Ahhh, yes, watermelons.  Well, melons of any sort.  But watermelons.  Holy shit, they're like a narcotic to me  Can you say Oxycontin???

As you all know by now, I am a Southern boy by birth and nothing says the South like the annual family reunion at grandma and grandpa's house.  Aunts and uncles, cousins and way too many people with way too little teeth or way too little ability to walk upright.  The garden would be raided, chickens would have their heads rung off, oil would be heated up to temps that rivaled the sun and a banquet would be presented.  But the best part was always dessert.  Watermelons that grandma would let the youngest of us go drag up from the garden that my uncles would ice down in the shade for the entire day.  Those things were heavenly.

For those of you born after the early 1970's you really don't know what a watermelon truly is.  They were huge!!!  You didn't even think about picking them until they were at least 3 feet long.  They barely fit under your arm and they were damned near too big to carry without a wheel barrow.  Grandma taught me well.  "Thumping" a watermelon was just stupid, you had to turn it over.  If it was yellow on the bottom it was ripe.  I was 4 years old.  Trust me, I learned really early how to find the ripe ones.  If you stuck a knife in that thing and it cracked completely open then that sucker was ready to go.  Hey, who's got the salt shaker?  Yeah, the salt shaker...  Grandma, I thank you for your lessons.

By the end of the 1970's I had given up on watermelons.  They had gotten a bit weird for me.  They had gotten seedless.  What the hell is up with that???  That takes all the fun out of it.  C'mon, half the fun of a watermelon was the seed spitting contest from grandma's front porch glider.  Then there was yellow ones.  Huh?  What???  Then there was those totally strange Japanese square ones.  WTF???  Then today we have those "personal" watermelons.  I just don't get it, like I'm going to cut a hole in it and "stchuup" it???  Trust me, I'm gay but I'm not THAT gay!!!  god gave me opposable thumbs for a reason!!!  Just give me damned watermelon the size of my uncle's Pontiac and let me go face down in it!!!  Hey, my needs are simple...

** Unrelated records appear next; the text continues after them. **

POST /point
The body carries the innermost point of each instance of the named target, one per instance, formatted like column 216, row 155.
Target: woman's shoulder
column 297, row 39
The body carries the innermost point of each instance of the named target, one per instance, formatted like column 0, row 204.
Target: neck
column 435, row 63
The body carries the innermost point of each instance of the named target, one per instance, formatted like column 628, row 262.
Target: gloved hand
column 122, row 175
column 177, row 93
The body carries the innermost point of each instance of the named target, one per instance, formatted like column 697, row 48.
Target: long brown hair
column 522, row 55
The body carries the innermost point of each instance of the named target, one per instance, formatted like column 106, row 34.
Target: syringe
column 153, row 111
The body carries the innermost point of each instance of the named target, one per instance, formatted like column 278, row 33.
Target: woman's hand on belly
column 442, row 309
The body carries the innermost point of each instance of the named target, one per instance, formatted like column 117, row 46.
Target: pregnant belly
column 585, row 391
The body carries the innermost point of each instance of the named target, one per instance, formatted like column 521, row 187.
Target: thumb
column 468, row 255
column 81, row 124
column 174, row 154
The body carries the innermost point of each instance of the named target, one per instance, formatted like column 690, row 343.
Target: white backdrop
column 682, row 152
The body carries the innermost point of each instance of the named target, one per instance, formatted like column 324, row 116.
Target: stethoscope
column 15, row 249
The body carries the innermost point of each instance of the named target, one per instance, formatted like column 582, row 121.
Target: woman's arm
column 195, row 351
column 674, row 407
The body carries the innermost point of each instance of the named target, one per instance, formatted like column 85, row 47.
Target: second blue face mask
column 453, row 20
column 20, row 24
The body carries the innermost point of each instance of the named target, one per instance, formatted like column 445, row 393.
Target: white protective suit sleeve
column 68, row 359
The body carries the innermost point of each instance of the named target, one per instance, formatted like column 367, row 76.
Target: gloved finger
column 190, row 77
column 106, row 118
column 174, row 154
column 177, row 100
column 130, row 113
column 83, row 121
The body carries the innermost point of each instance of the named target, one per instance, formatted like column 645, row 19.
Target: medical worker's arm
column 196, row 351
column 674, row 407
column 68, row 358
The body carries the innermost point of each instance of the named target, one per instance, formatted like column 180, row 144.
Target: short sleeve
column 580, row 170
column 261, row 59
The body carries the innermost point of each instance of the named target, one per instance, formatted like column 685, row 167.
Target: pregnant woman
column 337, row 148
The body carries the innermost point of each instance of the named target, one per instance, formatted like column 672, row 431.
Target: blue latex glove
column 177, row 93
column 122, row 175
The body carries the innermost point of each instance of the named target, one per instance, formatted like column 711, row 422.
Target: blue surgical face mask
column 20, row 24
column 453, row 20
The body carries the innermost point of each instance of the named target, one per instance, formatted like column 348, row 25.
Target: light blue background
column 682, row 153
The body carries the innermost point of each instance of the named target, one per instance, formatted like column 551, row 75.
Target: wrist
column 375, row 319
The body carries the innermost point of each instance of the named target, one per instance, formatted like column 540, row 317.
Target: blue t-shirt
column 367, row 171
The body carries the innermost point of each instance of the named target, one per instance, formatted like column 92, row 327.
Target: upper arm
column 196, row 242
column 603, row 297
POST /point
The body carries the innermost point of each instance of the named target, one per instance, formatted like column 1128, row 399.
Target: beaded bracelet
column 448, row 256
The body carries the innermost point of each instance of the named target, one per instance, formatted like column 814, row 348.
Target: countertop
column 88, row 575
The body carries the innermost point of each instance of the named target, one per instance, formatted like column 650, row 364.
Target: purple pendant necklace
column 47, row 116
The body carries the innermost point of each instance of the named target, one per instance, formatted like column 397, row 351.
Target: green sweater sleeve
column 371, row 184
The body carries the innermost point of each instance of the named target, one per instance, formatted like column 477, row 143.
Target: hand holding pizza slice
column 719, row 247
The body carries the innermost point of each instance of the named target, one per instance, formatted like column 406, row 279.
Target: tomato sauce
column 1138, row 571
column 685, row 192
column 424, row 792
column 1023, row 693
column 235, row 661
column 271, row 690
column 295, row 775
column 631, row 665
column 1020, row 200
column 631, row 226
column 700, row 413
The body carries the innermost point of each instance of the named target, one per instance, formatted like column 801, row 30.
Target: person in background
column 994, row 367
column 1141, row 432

This year for some reason I developed a craving for watermelon again.  Big time.  WAY big time.  I have eaten more watermelons in the last two months than I have eaten in the last 4 decades.  I have been drawn to them like a crack-whore in heat.  Yep, Sea Squirt has found me in the kitchen at the sink just devouring half a watermelon with seeds in my ears and rinds in my hands and a smile on my face.  I have made watermelon margarita's, watermelon salsa, watermelon salads, you name it and I have been making it.  Yes, watermelon has once again made me its bitch.

Life is SO good!!!  If I only still had grandma's recipe for pickled watermelon rind it would be even better!